The authors state: “the heavy-duty trucks and semis that haul our goods and food across the country are also going to be electrified…Truck makers have several efforts underway to make tractor-trailers electric, and we should see electric long-haul trucks on the highways in a few years…the infrastructure for highway charging stations for heavy-duty trucks could be set up relatively quickly…Fixed delivery routes may be some of the easiest to manage for autonomous vehicles.”

Truck platooning

The authors say “we may see the first widespread use of autonomous vehicle technology in the form of truck platooning. Platooning means trucks are linked electronically, and follow a lead driver on highways…Trucks would join the road train on the major highways and drivers would be able to read, eat, or do whatever they wished in the vehicle as long as it was electronically hooked into the caravan…As they approach their exit, drivers would electronically detach from the caravan and resume driving control of the vehicle.”

Duncan and Webber believe platooning is likely to become a major form of freight transport on our highways. “While there was initially some fuss…that automated trucking would eliminate jobs for truck drivers, rather it is the other way around: the shortage of truck drivers might help facilitate the adoption of self-driving trucks.”

Sentient-appearing transportation systems

In one of the most interesting sections of the book, the authors argue, “we will be talking to our vehicles and interacting with the world through them. And the vehicles will be talking to just about everything. This makes more sense when you think of this future system as an expansion of the apps, services, and transportation vehicles that we are already using.”

Autonomous freight delivery

Duncan and Webber believe “the first general use of driverless vehicles will probably be in freight delivery.
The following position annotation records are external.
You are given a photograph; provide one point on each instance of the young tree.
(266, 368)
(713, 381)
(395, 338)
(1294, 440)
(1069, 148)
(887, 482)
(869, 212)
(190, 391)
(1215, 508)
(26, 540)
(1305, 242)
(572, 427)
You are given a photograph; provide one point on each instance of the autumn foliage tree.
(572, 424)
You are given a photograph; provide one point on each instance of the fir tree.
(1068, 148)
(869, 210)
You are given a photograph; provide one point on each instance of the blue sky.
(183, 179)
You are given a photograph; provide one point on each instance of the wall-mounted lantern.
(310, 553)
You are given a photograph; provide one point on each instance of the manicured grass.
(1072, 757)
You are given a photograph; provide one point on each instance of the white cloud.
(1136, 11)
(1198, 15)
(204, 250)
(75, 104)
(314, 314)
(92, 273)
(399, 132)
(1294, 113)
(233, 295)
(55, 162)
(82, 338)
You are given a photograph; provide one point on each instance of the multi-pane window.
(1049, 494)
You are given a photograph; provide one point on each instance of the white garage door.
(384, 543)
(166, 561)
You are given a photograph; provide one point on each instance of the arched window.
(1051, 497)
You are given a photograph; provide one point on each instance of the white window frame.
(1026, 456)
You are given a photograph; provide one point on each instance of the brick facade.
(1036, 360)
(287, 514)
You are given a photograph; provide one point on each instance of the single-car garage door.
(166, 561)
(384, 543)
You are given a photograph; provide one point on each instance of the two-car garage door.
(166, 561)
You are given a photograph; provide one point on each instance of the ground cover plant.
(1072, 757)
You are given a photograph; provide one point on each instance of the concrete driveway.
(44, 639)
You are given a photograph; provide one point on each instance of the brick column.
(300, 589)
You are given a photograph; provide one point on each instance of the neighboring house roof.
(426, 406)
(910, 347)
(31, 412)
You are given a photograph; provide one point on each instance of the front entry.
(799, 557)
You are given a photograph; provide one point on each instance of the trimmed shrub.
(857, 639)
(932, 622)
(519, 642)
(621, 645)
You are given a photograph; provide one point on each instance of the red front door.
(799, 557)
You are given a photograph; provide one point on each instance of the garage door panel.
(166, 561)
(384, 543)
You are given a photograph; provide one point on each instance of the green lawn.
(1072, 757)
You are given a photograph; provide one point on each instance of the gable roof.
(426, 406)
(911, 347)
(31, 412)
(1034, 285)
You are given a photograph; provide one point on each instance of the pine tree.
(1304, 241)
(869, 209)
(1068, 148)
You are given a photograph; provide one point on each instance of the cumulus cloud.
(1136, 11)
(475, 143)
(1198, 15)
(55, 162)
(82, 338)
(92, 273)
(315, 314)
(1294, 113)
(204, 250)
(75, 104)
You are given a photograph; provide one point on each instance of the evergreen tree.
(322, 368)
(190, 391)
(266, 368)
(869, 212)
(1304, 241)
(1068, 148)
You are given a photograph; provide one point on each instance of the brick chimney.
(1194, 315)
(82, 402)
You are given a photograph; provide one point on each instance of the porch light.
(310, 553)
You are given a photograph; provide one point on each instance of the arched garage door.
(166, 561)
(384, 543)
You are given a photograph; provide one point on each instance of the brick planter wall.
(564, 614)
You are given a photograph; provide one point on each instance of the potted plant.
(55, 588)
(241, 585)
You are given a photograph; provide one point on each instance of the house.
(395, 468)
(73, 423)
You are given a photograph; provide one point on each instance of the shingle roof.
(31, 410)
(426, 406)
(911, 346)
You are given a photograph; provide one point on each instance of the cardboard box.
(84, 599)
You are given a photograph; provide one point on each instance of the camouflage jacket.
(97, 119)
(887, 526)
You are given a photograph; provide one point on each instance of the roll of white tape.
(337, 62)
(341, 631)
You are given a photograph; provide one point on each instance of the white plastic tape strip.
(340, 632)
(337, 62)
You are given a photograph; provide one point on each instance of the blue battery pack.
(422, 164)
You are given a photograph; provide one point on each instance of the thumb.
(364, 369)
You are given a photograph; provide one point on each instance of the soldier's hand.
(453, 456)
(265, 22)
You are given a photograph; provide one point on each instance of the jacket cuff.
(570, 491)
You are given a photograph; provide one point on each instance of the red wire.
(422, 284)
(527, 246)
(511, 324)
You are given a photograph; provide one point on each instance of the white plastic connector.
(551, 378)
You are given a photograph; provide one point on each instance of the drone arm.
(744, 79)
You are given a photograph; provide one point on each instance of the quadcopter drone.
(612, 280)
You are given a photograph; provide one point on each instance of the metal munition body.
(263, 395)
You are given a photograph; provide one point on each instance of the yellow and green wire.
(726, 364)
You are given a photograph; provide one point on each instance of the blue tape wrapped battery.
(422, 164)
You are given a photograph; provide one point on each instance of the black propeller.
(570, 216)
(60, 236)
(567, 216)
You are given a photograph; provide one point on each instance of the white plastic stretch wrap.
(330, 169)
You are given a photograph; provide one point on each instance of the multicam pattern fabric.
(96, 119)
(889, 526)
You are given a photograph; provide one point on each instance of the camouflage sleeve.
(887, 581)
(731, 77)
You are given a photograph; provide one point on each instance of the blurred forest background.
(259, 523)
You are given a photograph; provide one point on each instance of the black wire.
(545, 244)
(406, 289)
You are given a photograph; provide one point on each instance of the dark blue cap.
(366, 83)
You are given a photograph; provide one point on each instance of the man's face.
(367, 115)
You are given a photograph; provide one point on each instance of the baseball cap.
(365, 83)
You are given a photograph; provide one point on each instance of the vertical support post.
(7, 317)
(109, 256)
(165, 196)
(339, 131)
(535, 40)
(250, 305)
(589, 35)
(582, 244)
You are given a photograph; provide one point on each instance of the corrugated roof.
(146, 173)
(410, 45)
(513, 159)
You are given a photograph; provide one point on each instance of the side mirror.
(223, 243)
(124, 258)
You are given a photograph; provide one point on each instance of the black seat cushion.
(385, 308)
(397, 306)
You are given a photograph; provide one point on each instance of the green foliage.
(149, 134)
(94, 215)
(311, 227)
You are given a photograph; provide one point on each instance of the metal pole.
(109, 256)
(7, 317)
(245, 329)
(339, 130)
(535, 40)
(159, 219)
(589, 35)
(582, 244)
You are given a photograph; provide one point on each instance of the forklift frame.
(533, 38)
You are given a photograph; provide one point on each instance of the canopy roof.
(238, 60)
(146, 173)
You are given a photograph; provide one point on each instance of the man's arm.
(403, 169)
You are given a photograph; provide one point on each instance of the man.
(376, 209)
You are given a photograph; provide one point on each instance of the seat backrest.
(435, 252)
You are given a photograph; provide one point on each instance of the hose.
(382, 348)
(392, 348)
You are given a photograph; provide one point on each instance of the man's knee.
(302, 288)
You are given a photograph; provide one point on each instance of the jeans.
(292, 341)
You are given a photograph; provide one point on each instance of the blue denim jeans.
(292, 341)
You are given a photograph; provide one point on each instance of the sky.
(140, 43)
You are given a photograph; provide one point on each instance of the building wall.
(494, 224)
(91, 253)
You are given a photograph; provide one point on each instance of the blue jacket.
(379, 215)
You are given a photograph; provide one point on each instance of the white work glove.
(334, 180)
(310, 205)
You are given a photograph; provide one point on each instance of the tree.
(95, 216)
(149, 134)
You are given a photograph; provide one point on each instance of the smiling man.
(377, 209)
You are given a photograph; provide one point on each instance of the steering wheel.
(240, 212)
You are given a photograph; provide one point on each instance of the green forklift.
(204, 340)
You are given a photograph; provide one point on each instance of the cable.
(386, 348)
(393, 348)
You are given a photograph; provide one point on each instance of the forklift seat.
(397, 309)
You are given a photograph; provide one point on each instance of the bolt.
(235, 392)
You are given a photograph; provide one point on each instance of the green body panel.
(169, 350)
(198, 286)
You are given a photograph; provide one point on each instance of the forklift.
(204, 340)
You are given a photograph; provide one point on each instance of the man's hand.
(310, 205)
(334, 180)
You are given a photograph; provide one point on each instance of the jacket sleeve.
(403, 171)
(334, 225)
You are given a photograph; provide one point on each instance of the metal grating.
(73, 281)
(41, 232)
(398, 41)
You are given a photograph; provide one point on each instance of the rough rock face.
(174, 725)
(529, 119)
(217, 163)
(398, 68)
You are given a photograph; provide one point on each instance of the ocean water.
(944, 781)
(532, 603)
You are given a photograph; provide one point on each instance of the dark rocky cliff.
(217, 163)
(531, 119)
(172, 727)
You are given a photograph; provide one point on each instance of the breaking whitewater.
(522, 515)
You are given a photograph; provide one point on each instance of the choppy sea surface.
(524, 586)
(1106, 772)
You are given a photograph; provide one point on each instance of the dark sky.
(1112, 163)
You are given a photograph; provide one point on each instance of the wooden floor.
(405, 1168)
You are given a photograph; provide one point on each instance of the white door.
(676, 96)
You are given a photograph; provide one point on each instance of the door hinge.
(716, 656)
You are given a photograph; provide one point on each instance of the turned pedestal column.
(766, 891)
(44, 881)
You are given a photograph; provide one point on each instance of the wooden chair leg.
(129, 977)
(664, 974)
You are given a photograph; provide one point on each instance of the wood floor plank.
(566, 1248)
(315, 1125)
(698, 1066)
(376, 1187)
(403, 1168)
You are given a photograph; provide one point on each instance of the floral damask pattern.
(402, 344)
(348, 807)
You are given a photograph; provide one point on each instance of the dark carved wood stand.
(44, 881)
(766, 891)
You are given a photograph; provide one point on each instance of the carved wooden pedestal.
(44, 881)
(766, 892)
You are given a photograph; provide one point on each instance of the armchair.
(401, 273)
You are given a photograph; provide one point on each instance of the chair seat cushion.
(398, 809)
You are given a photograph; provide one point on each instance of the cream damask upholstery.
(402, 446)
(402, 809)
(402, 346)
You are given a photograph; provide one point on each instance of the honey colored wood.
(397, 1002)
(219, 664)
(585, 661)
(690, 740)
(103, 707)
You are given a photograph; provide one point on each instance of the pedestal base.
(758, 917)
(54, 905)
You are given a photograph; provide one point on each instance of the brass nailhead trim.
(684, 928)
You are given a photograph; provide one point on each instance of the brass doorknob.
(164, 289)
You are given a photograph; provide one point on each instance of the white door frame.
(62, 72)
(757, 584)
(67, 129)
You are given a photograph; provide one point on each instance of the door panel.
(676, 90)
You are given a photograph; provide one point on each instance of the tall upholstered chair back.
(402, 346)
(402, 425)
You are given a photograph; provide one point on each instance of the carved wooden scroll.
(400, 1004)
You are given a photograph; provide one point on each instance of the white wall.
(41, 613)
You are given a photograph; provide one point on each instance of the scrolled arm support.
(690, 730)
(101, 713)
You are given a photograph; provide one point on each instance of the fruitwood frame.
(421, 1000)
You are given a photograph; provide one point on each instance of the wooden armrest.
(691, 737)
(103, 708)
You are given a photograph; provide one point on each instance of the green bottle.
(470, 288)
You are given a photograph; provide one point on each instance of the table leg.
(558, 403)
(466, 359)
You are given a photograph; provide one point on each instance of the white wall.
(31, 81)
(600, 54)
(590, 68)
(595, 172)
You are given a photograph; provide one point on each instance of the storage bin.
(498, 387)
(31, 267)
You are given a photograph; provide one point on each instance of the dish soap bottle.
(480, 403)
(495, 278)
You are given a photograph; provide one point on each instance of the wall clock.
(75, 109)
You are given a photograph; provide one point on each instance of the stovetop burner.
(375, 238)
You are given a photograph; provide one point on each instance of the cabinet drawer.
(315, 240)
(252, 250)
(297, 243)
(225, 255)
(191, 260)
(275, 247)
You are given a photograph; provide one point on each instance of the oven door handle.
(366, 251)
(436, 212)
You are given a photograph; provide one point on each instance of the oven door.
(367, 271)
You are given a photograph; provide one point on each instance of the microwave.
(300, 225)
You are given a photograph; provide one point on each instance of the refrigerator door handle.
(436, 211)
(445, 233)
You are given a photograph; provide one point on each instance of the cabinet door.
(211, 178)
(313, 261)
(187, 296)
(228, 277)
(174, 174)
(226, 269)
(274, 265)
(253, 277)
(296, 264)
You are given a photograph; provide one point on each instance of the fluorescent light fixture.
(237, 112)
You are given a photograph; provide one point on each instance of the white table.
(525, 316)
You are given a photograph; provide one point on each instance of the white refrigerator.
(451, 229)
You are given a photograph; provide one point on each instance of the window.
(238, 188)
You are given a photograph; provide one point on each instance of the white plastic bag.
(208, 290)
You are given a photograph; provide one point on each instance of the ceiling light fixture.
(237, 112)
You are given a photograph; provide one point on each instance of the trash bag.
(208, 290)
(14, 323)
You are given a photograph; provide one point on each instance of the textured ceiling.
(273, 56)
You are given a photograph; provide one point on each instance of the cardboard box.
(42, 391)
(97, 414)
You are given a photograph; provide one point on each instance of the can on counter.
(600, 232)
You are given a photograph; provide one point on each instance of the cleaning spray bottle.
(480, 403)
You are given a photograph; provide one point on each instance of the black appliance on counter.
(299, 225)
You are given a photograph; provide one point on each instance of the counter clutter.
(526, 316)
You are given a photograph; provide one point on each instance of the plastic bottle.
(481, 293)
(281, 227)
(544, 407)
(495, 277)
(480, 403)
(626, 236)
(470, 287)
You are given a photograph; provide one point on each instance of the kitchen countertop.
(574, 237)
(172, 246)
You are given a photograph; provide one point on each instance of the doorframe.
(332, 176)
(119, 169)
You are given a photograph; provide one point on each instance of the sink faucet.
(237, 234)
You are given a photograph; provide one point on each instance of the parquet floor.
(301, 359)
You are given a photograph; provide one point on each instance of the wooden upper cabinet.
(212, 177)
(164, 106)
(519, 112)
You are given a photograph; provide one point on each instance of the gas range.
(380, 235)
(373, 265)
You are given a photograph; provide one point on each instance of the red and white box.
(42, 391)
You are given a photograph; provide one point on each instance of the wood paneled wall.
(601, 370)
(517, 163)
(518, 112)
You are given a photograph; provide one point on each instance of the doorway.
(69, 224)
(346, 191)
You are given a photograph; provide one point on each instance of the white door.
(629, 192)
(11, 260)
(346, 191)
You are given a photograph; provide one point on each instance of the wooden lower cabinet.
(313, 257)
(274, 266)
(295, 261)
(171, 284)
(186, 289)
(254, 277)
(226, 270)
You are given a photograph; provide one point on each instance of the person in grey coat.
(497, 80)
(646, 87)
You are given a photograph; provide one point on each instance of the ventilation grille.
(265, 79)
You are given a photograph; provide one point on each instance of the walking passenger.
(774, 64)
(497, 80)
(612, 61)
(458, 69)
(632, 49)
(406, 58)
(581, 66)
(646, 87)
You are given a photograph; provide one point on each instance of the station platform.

There are not the safety issues of protecting a passenger, and dedicated routes for freight make this an easier transport sector to automate. ”

“Coordinated transportation systems will ensure that single products and bulk goods can be packaged, routed, and shipped in the most efficient fashion possible, without ever being touched by human hands…robots in an automated warehouse will locate, pick, and package the product, and place it in the proper location for shipment. The warehouse will load the product onto a self-driving truck that will deliver the goods to either an airport, rail yard, or ocean port.”

Last-mile delivery

Freight consumption may accelerate even more quickly due to Internet shopping, which has received a significant boost from the current pandemic. “There is also a focus on automating “the last mile” of package delivery…This approach would combine self-driving delivery vehicles with the robotics necessary to get from the street or driveway to the front doorstep…Another option for the last mile of delivery is small robotic devices that would travel on sidewalks up to the front door.”


In a 1972 Rand Corporation report, Robert Salter laid out the concept of a high-speed underground transportation system using pneumatic tunnels as a way to improve the efficiency of transportation.

In 2013, Elon Musk announced his ambition to develop Hyperloop technology, as he dubbed it. “Hyperloop vehicles are expected to reach speeds over 600 mph…Hyperloop trains could replace short-haul airplane traffic, especially if they can combine the frequency of the subway with the speed of the aircraft,” the authors say.

These are just some of the highlights from the chapters on Transportation. This book is must reading for anyone trying to gain insights as to how buildings, transportation and energy systems will evolve over the next several decades.